Video tech helps monitor COVID in-patients
August 26, 2020
TORONTO – When a patient with COVID-19 is admitted to Mount Sinai or Bridgepoint, they may notice the tall metal device on wheels standing in their room. It looks a little bit like a robot, but it’s actually a camera. It’s part of an innovative new system that has been introduced to units at Sinai Health, to help clinicians check on and communicate with their patients who have COVID-19.
The Quality and Patient Safety team worked with Information Services and clinical teams to safely and securely implement the system across five units at Bridgepoint and Mount Sinai. The cameras do not record video but they give clinicians a 360-degree view inside the patient room and enable them to communicate with their patients any time, remotely from a monitor at the nursing station.
The camera rests atop a six-foot-tall mobile stand that pivots around and is controlled by a nurse, technician or trained staffer at a monitoring station. The nurse logs in and can monitor up to 16 patients at once on a TV-like screen. The nurse can talk to patients in real-time via a speaker.

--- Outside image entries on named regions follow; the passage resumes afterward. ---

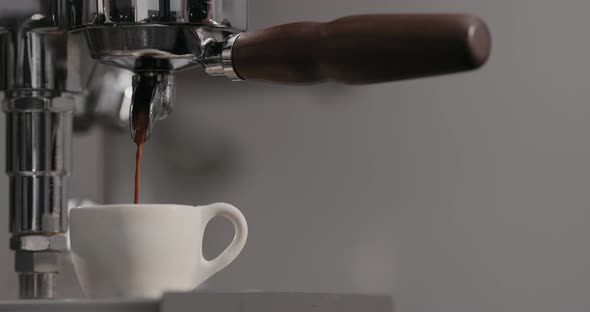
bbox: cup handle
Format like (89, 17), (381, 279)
(201, 203), (248, 276)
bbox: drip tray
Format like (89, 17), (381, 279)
(0, 292), (393, 312)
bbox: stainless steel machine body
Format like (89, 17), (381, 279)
(0, 0), (247, 298)
(0, 0), (491, 298)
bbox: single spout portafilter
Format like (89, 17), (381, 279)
(71, 0), (491, 144)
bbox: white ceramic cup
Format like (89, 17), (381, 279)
(70, 203), (248, 298)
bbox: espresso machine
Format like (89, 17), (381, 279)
(0, 0), (491, 299)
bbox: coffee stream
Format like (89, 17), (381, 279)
(131, 98), (150, 204)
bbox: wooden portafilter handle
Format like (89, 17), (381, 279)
(232, 14), (491, 84)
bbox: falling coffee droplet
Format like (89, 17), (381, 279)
(131, 77), (155, 204)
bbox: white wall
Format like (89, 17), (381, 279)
(0, 0), (590, 312)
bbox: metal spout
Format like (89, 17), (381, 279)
(129, 72), (175, 142)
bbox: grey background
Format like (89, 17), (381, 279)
(0, 0), (590, 312)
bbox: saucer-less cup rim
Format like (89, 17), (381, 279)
(69, 203), (248, 297)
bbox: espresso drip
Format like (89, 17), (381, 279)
(131, 84), (150, 204)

If a patient needs something, they can use a call light and their nurse will respond. If it’s a safety or critical issue, or an alarm goes off, someone responds in-person immediately. If the patient has a non-urgent request, someone will attend to the need as soon as possible or when a nurse goes into the patient’s room for another reason. This helps to cut down on unnecessary patient-staff contacts.
Yan Hao, an RN on a General Internal Medicine unit at Mount Sinai has found the system to be an essential tool during the pandemic. “It reduces the frequency that I need to go into a room and don and doff personal protective equipment,” she says.
Entering patient rooms less often not only means using less PPE, but also reducing the potential for exposure to infection, helping to keep everyone safe. Yan says during the night shift, the system is often useful in helping nurses check on their patients every hour. During the day, it may be used when clinical teams are in the patient room providing care and need something from outside. Using the voice activated technology, they can request a colleague to bring a piece of equipment or water for the patient.
Sasha Smith, an RPN at Bridgepoint, says the system also provides peace of mind for patients. “Being in isolation is lonely. Sometimes they just need reassurance and to connect with someone. I can talk to them and provide that without entering the room.”
A fast implementation of the new technology was possible as the system was originally planned to serve a different purpose – monitoring patients at a high risk of falls. It was poised for widespread launch at Bridgepoint and Mount Sinai when the pandemic hit.
Agnes Tong, manager, Quality and Patient Safety, says when it became clear the falls prevention project launch would be put on hold, the team quickly saw the potential to use the technology to care for patients with COVID-19.
“Improving patient safety means thinking differently, being creative to find better ways to work and solve problems,” she says. “It was because of this type of innovative thinking that we were able to quickly change course and use this technology in a different way, to benefit our patients and employees.”
Now that the system is successfully up and running to support care for patients with COVID-19, the Quality and Patient Safety team is rolling it out for its original intended use – monitoring patients at risk of falls. Tong says it can serve both purposes and the team will continue to investigate other ways the technology could be used.
The system can be used to reduce workplace violence, to reduce physical encounters with potentially dangerous patients; for suicide prevention, to monitor patients in danger of self-harm; and for telemetry checks, to communicate with patients to ensure equipment is working properly.